The pace suffers because it takes players minutes to do what code would do in milliseconds. The cooperative design allows up to six players to take turns being in charge of the entire party. No single character belongs to any player, which feels a bit like playing a one-player game with six people’s hands on the controller at the same time. The quality components and the hefty Book of Scripts may add up to the $70 MSRP, but the video game will provide a tighter gaming experience overall (and for much less money).
Still, you’re sure to discover some small part of the frustration, sadness, and pain of life steeped in the fog of war. It’s one of the most satisfying, if not necessarily fun, board game experiences I’ve ever had.

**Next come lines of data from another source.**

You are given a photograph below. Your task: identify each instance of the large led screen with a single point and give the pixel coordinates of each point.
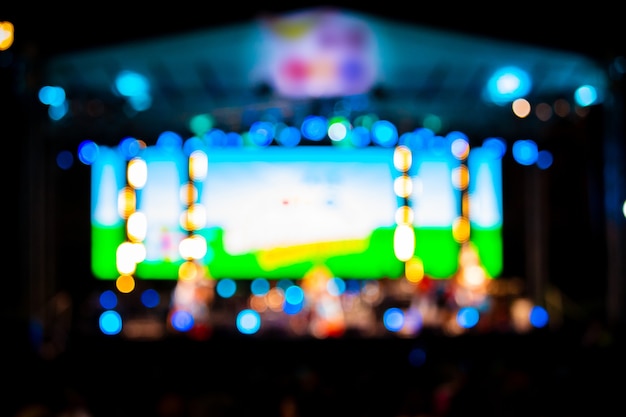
(269, 212)
(280, 212)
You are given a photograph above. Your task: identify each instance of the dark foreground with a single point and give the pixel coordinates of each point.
(544, 373)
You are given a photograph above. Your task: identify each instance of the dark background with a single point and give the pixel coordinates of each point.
(569, 373)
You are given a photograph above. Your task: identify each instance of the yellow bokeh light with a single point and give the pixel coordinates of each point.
(414, 270)
(521, 108)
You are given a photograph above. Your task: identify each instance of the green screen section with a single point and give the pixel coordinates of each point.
(488, 244)
(438, 251)
(376, 260)
(104, 243)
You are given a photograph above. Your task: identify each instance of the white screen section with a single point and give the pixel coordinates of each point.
(435, 201)
(160, 201)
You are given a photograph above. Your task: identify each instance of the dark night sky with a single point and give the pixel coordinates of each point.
(592, 28)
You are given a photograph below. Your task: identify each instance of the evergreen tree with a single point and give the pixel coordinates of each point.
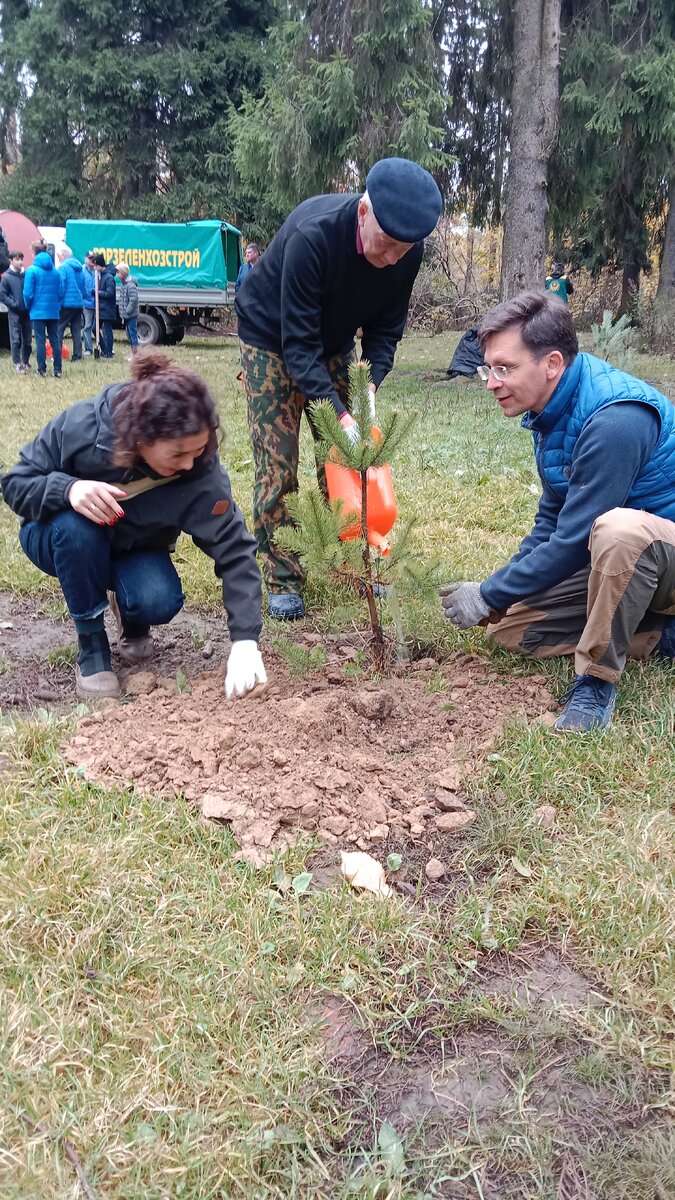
(124, 106)
(617, 132)
(476, 40)
(533, 129)
(334, 543)
(348, 82)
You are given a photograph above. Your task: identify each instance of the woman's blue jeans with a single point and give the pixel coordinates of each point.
(79, 553)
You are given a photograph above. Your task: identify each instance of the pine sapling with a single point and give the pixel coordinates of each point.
(318, 532)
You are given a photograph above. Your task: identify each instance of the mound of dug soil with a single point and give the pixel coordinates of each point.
(353, 762)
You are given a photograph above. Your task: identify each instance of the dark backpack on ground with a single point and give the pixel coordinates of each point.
(467, 357)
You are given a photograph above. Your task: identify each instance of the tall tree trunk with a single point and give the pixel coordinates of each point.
(535, 107)
(629, 280)
(665, 289)
(469, 269)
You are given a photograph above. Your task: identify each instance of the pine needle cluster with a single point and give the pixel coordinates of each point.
(315, 535)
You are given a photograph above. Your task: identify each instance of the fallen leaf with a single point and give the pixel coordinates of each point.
(454, 822)
(545, 815)
(449, 802)
(449, 779)
(434, 870)
(390, 1150)
(521, 868)
(364, 873)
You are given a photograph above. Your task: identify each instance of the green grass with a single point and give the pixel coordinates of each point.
(160, 1000)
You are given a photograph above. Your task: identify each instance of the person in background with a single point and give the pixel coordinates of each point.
(12, 295)
(43, 293)
(107, 304)
(596, 575)
(103, 492)
(89, 303)
(4, 253)
(73, 299)
(251, 256)
(559, 283)
(339, 263)
(127, 304)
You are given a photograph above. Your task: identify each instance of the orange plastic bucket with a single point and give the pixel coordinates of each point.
(345, 485)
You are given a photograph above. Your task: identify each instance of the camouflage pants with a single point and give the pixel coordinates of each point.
(275, 409)
(613, 610)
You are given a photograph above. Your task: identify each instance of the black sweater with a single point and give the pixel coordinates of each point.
(78, 444)
(12, 292)
(311, 291)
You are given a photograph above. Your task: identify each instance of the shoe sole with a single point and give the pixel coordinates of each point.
(79, 690)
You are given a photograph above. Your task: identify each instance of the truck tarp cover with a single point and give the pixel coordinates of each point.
(195, 255)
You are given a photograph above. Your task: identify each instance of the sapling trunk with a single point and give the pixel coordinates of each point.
(377, 636)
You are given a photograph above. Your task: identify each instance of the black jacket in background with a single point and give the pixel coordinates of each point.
(12, 292)
(107, 293)
(311, 291)
(78, 444)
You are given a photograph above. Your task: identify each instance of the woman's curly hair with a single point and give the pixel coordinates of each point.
(162, 402)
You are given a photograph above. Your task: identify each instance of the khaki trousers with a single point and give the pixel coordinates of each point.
(614, 609)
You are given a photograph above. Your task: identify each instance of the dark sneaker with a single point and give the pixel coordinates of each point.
(286, 606)
(589, 705)
(135, 643)
(665, 648)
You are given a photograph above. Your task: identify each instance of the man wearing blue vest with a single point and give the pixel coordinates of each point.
(596, 575)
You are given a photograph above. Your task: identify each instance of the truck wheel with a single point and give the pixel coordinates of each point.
(149, 329)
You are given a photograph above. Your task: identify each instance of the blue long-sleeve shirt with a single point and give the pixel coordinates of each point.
(608, 456)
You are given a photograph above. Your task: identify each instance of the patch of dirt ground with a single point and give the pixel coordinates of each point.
(35, 647)
(487, 1079)
(354, 762)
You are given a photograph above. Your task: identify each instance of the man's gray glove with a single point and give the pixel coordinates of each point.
(464, 605)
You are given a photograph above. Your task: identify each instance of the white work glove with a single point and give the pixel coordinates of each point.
(351, 427)
(245, 669)
(464, 605)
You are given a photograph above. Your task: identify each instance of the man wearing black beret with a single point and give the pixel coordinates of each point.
(338, 264)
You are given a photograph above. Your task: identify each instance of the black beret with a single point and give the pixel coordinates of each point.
(405, 198)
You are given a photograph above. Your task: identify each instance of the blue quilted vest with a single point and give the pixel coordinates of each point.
(587, 385)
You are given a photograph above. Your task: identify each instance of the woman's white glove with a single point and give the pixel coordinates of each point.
(351, 427)
(245, 669)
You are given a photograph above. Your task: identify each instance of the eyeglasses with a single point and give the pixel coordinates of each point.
(500, 373)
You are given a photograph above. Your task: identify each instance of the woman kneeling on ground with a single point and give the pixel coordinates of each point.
(105, 491)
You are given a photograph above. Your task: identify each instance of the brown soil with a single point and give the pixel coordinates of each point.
(356, 762)
(476, 1080)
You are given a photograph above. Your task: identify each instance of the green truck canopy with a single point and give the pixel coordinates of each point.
(191, 255)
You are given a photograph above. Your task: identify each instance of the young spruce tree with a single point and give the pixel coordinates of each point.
(316, 535)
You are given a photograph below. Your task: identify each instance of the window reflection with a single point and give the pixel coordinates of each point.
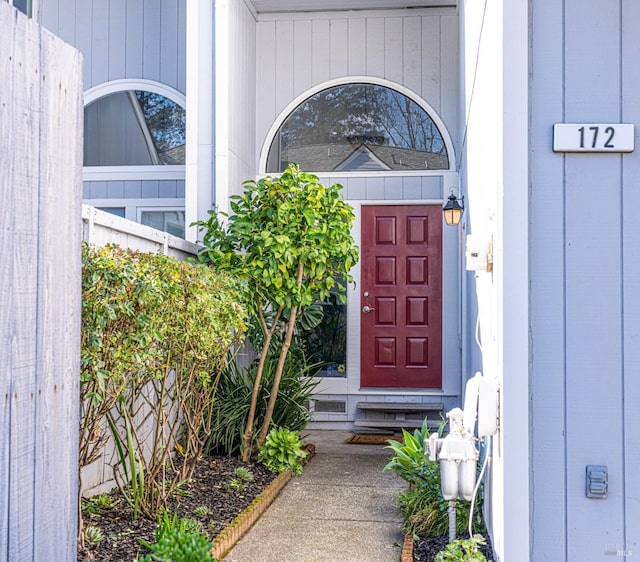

Nice write up. I have this game and your review sums up the experience fairly accurately. In fact, I would say this game is more of an experience than a game. Is it fun? No, not in the sense of what is usually designed as fun. I think of it like a film. Some films are light hearted fluff while others are weighty ponderous affairs devoid of humor. It doesn’t mean that one is less enjoyable than the other, just different experiences. This is an important game showing that war is not a guns blazing hero action adventure.
Thanks for the review!
One annoyance I had with the video game was that it felt less survival than grocery shopping. 😛 The base told me what I needed to craft something, but I had to write it down so I knew what to scavenge for. Hopefully, with a boardgame, you can “cheat” with takebacks or oopsies that a computer game won’t let you do!